Vogliono sapere chi pensa di essere davvero quest’uomo. Nell’episcopio di Gerusalemme si è creato un certo allarmismo. Nei paraggi, c’è un uomo che sta scardinando un po’ tutto: usi, costumi, precetti e quant’altro. Pensa di essere un chissachì e loro, tutta gente che sa governare soltanto facendo i bulli, vogliono cercare di arginare questa fessura di luce che, spaventosamente, si è aperta in mezzo al muro granitico delle loro certezze.
Loro sono i sacerdoti e i leviti, cioè i “professionisti della Legge”: lui è Giovanni Battista, uno tra tanti, che non veste nemmeno come si dovrebbe vestire, che usa parole che non si dovrebbero mai usare. Che sparge scemenze dannose sul Messia: “In mezzo a voi sta uno che voi non conoscete”. Si sentono offesi i curiali: “Cosa va dicendo questo pazzo? Figurati se il Messia è già in mezzo a noi: figurati se arriva e, prima, non manda una notifica a noi, che abbiamo i titoli per dirlo poi alla gente”. Il Battista, invece, è naif, leggermente vintage, incontenibile, ribelle: “Convertitevi, sta arrivando: il tempo sta per scadere!”. La gente, poi, accorreva infiammata da Giovanni e non dai sacerdoti e dai leviti: Giovanni, quando fissava negli occhi qualcuno, entrava a prendersi quello che di più nascosto c’era dentro l’anima. E questa cosa qui – il fatto che loro avessero il potere ma alla gente non gli importasse nulla del loro potere, perché non diceva nulla – arrecava in loro una depressione folle: era tutta gente risucchiata dal potere, allergica al popolo.
Vanno da Giovanni per rinfacciargli l’invidia più ecclesiale: “Chi credi d’essere, cafoncello?”. Giovanni era la prima riga di una pagina nuova. Loro erano quattro sacchi gonfi d’aria.
Diede loro risposta. La diede da uomo geniale qual’è un profeta. Non disse chi pensava di essere, ma disse loro chi era certissimo di non essere: “Io non sono il Cristo”. Poi, vista la loro insistenza in materia, andò giù pesante: “Non sono nemmeno Elia, neanche un profeta”. Il che, fatti bene tutti i conti, era dire: “Cosa volete sapere da me? Sapete cosa vi dico: chi mi ama mi segua, chi mi odia m’insegua”. Poi calò la ghigliottina: “Io sono voce di uno che grida (…) In mezzo a voi sta uno che voi non conoscete”.

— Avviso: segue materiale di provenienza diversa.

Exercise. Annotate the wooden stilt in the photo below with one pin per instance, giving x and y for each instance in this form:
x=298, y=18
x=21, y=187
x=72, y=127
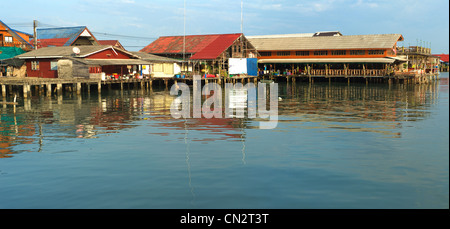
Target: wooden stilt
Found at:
x=78, y=88
x=25, y=91
x=3, y=90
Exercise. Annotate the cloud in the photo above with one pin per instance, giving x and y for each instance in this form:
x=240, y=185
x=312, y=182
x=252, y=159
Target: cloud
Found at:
x=365, y=4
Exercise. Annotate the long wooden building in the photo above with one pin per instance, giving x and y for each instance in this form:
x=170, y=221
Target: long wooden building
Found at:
x=333, y=55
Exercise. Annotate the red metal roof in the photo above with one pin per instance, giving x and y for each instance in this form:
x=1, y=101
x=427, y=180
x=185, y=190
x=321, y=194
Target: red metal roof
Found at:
x=444, y=57
x=201, y=46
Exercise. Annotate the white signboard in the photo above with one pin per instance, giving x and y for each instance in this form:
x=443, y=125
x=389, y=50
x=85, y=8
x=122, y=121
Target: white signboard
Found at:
x=237, y=66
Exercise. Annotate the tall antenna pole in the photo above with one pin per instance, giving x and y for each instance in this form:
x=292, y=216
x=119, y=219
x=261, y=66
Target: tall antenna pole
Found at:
x=184, y=36
x=35, y=33
x=242, y=16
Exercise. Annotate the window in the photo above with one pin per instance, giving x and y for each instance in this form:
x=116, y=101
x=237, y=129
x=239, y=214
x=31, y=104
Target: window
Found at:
x=54, y=66
x=376, y=52
x=283, y=53
x=302, y=53
x=35, y=65
x=8, y=39
x=339, y=52
x=320, y=53
x=358, y=52
x=265, y=53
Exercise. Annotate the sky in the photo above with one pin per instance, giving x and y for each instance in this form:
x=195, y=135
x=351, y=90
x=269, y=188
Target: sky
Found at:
x=136, y=23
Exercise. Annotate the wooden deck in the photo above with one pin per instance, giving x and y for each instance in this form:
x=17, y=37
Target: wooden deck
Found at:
x=24, y=86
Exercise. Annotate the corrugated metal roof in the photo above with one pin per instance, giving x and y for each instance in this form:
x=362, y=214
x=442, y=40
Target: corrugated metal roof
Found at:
x=154, y=58
x=52, y=42
x=15, y=35
x=67, y=51
x=378, y=41
x=215, y=48
x=69, y=33
x=10, y=52
x=202, y=46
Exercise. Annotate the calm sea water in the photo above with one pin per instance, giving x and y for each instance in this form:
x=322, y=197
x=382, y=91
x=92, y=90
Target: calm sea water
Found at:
x=335, y=146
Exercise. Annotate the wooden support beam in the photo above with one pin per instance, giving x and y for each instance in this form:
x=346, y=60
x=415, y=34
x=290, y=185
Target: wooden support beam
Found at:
x=25, y=91
x=99, y=87
x=3, y=90
x=49, y=90
x=78, y=88
x=59, y=88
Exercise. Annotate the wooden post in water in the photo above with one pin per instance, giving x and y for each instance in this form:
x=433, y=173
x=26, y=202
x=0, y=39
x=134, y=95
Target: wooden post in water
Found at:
x=99, y=87
x=25, y=91
x=78, y=88
x=59, y=89
x=3, y=90
x=49, y=90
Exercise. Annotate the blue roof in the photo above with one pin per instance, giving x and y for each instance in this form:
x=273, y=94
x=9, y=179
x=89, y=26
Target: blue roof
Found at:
x=64, y=32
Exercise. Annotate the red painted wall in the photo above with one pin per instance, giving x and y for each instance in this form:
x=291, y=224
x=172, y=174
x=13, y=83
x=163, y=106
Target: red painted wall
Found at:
x=44, y=69
x=109, y=54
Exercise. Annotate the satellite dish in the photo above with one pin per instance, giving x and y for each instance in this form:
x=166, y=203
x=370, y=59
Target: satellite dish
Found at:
x=76, y=50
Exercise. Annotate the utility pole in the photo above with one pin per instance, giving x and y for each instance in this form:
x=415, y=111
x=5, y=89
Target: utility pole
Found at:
x=35, y=33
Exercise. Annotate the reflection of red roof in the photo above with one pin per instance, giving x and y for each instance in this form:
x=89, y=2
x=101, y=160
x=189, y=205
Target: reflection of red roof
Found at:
x=444, y=57
x=201, y=46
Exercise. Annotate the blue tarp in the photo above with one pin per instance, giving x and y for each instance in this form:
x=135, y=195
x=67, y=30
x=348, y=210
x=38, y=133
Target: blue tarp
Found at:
x=10, y=52
x=252, y=67
x=65, y=32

Una sberla così, i curiali non se l’avevano proprio calcolata: “Proprio noi non lo riconosciamo? Abbassa le ali e ricordati che siamo noi che facciam le nomine”. Non s’accorsero che, pensando di sapere già tutto su Dio e i suoi misteri, non ascoltavano più le voci, non erano più attenti a guardare i piccoli dettagli feriali: governavano e basta, riempiendo il mondo di discorsi sciocchi, che generano scelte sciocche, che poi mostreranno al mondo il frutto della sciocchezza. Ch’è micidiale: “Voi non lo conoscete”. Alla faccia: proprio loro, che pensavano di essere gli unici a conoscere la Verità, uno arriva e, senz’alcun incarico ufficiale in curia, li inchioda al muro. Allo sbando.
Lui, invece, vede quello che succede da Dio: “Io non sono (…) colui che viene dopo di me” (cfr Gv 1,6-8.19-28). È una delle negazioni più accecanti e luminose della storia: “Io non sono, perché è Lui che è. Io, di lui, sono soltanto la voce”. Non era Gesù ma indossava la voce di Gesù. Pensava con la voce del suo Gesù: e alla gente bastava sentire la sua voce per calmare una tempesta in atto nei loro cuori. Da che mondo e mondo, il tono della voce dice sempre quello che sta al di là delle parole: la chiave di lettura della vita, almeno per metà, è nel tono della voce: la voce di Giovanni, ascoltare la voce di Giovanni era come ascoltare la voce della mamma, come guardare il cielo la mattina presto. Vennero, i leviti e i sacerdoti, per metterlo nel sacco.
Se ne tornarono ancora più avviliti di com’erano arrivati. Ma liquidarono il tutto alla loro maniera: “Tanto è matto. Raccomandiamo a tutti prudenza nell’invitarlo in parrocchia”. La prudenza, per loro, era il freno a mano: per Giovanni Battista la prudenza era imparare a usare le marce. Giovanni, nel frattempo, si sgranchiva gli occhi come un corridore le gambe prima della corsa.